Rosangela Maluf
Quando o Uber surgiu, lá no comecinho da rua, ela abriu o portão e foi até a calçada. O carro parou, ela abriu a porta e cumprimentou o motorista. Hernani era o nome dele, conforme a mensagem recebida no celular. Um garoto. Disse bom dia e a resposta, para seu imenso espanto, veio em forma de um soluço.
– O que foi que aconteceu, menino? Por que você está chorando? Quer conversar? Desliga o carro. Uns minutinhos não irão me atrasar.
– Ah, dona. Me desculpa, mas estou desesperado, sem saber o que fazer da minha vida. Já faz uns três dias que só choro. Muito desesperado. Muito.
– Olha, meu filho, nada existe que não tenha uma solução. Abaixe este som. Melhor, desliga o rádio. Me conta o que está acontecendo. Falar é sempre bom.
– Quero incomodar não; pode deixar.
– Deixa de bobagem, menino! Se falei que posso conversar é porque posso. Para de chorar e me conta o que foi que houve pra toda esta tristeza. Quantos anos você tem, Hernani? Vinte e cinco? Da idade do meu filho caçula. Tá vendo? Você poderia ser meu filho…
– É, pena que não sou. Eu também tenho um filho.
– Que coisa boa. Qual a idade dele?
– Tem três aninhos. É um menino esperto, mas a mãe dele não tá nem aí…

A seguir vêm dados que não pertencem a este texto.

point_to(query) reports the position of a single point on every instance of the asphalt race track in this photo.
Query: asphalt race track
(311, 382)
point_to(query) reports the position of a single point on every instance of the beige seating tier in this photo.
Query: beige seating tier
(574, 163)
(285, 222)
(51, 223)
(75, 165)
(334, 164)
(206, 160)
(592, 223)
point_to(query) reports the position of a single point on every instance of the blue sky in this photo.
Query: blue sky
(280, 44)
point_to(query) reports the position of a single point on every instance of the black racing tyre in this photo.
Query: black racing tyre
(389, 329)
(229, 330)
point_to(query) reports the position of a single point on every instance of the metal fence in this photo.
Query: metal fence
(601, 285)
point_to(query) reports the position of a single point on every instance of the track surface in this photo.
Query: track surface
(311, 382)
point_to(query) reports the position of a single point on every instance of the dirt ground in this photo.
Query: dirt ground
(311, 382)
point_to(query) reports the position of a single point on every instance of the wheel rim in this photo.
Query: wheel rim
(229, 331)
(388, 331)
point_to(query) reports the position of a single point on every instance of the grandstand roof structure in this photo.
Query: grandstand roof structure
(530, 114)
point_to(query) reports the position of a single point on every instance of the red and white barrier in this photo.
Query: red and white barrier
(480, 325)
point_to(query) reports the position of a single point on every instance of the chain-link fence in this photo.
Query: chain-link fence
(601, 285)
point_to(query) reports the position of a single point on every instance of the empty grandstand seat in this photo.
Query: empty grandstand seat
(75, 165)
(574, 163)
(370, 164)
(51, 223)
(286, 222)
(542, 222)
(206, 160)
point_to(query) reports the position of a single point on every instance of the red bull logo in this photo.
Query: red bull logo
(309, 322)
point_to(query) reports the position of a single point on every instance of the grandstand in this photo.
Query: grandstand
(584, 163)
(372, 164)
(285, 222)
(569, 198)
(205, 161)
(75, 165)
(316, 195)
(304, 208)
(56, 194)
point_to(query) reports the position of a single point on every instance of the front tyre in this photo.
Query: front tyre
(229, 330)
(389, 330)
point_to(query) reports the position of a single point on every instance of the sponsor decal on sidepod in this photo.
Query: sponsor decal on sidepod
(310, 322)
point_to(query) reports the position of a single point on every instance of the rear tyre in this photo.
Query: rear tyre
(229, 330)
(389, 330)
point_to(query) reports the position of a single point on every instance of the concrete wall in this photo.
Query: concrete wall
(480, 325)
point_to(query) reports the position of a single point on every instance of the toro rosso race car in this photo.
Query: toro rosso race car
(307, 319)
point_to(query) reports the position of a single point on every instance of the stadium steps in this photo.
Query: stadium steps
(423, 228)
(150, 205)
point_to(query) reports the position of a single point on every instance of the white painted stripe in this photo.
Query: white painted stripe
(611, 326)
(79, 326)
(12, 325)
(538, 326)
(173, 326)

– Calma. Me conta devagar.
– Sabe, dona, sou casado há três anos e como ainda não terminei os estudos, preciso trabalhar duro pra manter as coisas todas no lugar. Bancar a casa, pagar as contas. E tem a criança pequena, as despesas todas, né? Minha mulher não entende. Reclama que eu não paro em casa, que não levo ela a um barzinho, que ela tá cansada de cuidar do Rodriguinho. Cansada, não… de saco cheio, ela diz.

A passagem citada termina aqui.